The jealousy wasn’t about them. It was about me. It always is.
That doesn’t make it hurt less. But it does make it more useful.
🙏🤓 If this is resonating with you, share it with a writer who needs to hear it, too. That’s genuinely how this work finds the people it’s written for!
The Reframe That Changed Everything
Here it is, plainly: comparison is not a character flaw. It’s information.
When you’re jealous of another writer, your brain is telling you something about what you want. The jealousy hurts because the want is real. And instead of treating that feeling like a problem to fix, you can treat it like a signal to follow.
Jealous of someone’s book deal? That means you want to be published. Good; now you know, so what’s the next step toward that?
Jealous of someone’s audience? That means you want to be read. Good; so what are you doing to make your work findable?

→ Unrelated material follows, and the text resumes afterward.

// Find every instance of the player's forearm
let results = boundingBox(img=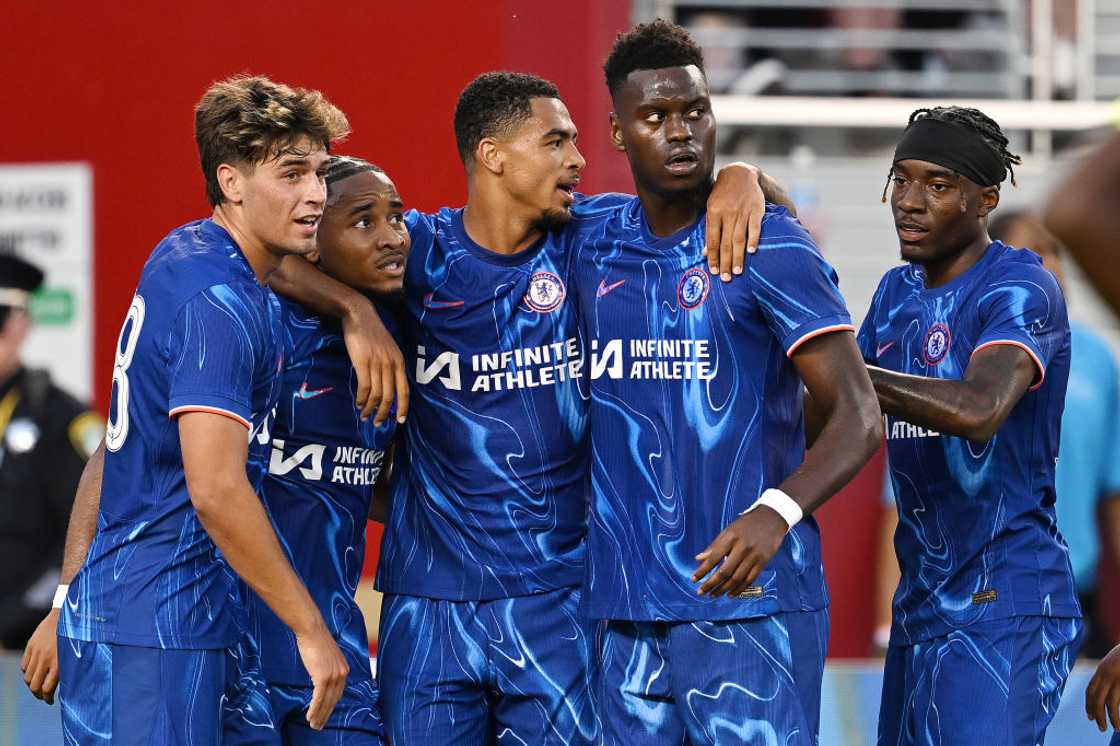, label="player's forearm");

Jealous of someone’s discipline? That means you want to write more consistently. Good; so what’s one change you can make this week?
We think jealousy is the enemy here, but inaction is. As long as comparison is driving you to your desk instead of away from it, it’s working for you.

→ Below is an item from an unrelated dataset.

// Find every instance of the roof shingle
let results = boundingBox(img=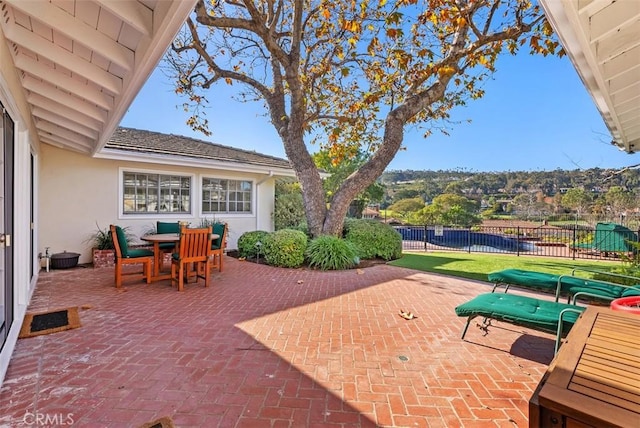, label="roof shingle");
[105,127,291,169]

What I Actually Did (That Actually Helped)
I’m going to be specific here, because vague advice is what got us into this mess. The reframing needs some specific actions, and these are actions that work well for me:
I started naming the jealousy out loud.
Not publicly, just to myself, and occasionally to one trusted writer friend. Instead of pretending I was fine when someone announced a book deal, I’d let myself think the full ugly thought: I’m jealous. I wish that were me. I’m scared it’ll never be me.
Naming it immediately took away about 40% of its power. Shame thrives in silence, and jealousy does too.
I got specific about what I was actually envious of. This is the step that transformed comparison from a weapon into a tool. When I drilled down past “I’m jealous of her career,” I found something more precise.
Usually, it was: I’m jealous that she has visible proof that her work matters.
Translation: that’s about my need for validation. And that’s something I can actually work with, rather than it being about someone else.
I unfollowed strategically. I didn’t scorched-earth my entire social media feed. I just paid attention to which accounts consistently left me feeling worse about my own writing and quietly removed them.
This wasn’t some angry decision. I just applied the same logic you’d use to stop eating something that gives you a stomachache (don’t buy it or keep it in the pantry!).
The information was hurting me, so I stopped consuming it.
I created a comparison circuit breaker. Whenever I caught myself deep in a comparison spiral — usually late at night, usually on my phone — I had one rule: close the app and open my manuscript.
I put my hands back on my own work to remind my nervous system that I have a thing too, and it’s right here, and it needs me more than Instagram does.
I talked to other writers honestly. This was the biggest one. I started having real conversations with writer friends where we admitted, without performing humility or positivity, that we were struggling.
That we were jealous.
That we felt behind.
Every single time, the other person said, “Me too.”
The loneliest feeling in writing is thinking you’re the only one who feels this way and you’re not.
You’re Not Behind. You’re Just on a Different Timeline.
I know that sounds like a platitude, and I know I’ve spent this entire article arguing against platitudes. But this one, I believe.
Writers’ careers don’t run on the same clock. Some writers publish at 25 and burn out by 30.
Some writers publish at 55 and write for thirty more years.
Some writers sell a million copies of their first book and never write another.
Some writers sell ten copies and use that experience to build something that lasts decades.
I don’t know which one I’m going to be, and neither do you. And that’s the part that comparison can never account for.
So feel the jealousy. Name it. Use it.
And then get back to work.
Your timeline is yours. And it’s not over.